For a cell involving one electron \(E^\ominus cell=0.59V\) at 298 K, the equilibrium constant for the cell reaction is: [Given that \(\frac{ 2.303 RT }{F}\) \(=0.059 V\) at\( T 298 K \)] 

• A. \(1.0\times 10^{2}\)
• B. \(1.0\times 10^{5}\)
• C. \(1.0\times 10^{10}\)
• D. \(1.0\times 10^{30}\)

Answer 1

The Correct Option is C

The problem requires finding the equilibrium constant of a cell reaction, given the standard electromotive force (\(E^\ominus_{cell}\)) of the cell. To solve this, we will use the Nernst equation, which relates the equilibrium constant to the electromotive force.

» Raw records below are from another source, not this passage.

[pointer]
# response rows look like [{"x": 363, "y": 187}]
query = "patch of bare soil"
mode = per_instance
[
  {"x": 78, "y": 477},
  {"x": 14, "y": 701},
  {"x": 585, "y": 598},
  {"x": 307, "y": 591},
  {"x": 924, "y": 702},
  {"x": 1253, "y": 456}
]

The Nernst equation is given by:

\[ E_{cell} = E^\ominus_{cell} - \frac{RT}{nF} \ln K \]

At equilibrium, \(E_{cell} = 0\), so the equation simplifies to:

\[ 0 = E^\ominus_{cell} - \frac{RT}{nF} \ln K \]

Rearrange to solve for \(K\):

\[ \ln K = \frac{nF}{RT} E^\ominus_{cell} \]

Convert the logarithm from natural log to base 10:

\[ \log K = \frac{nF}{2.303RT} E^\ominus_{cell} \]

Given that \(\frac{2.303RT}{F} = 0.059 \, \text{V}\) at \(T = 298 \, \text{K}\), and \(n = 1\) (one electron involved), substitute these into the equation:

\[ \log K = \frac{E^\ominus_{cell}}{0.059} \]

Plug in the given \(E^\ominus_{cell} = 0.59 \, \text{V}\):

\[ \log K = \frac{0.59}{0.059} = 10 \]

Now, convert the logarithm to an exponential form to find \(K\):

\[ K = 10^{10} \]

Thus, the equilibrium constant for the cell reaction is \(1.0 \times 10^{10}\).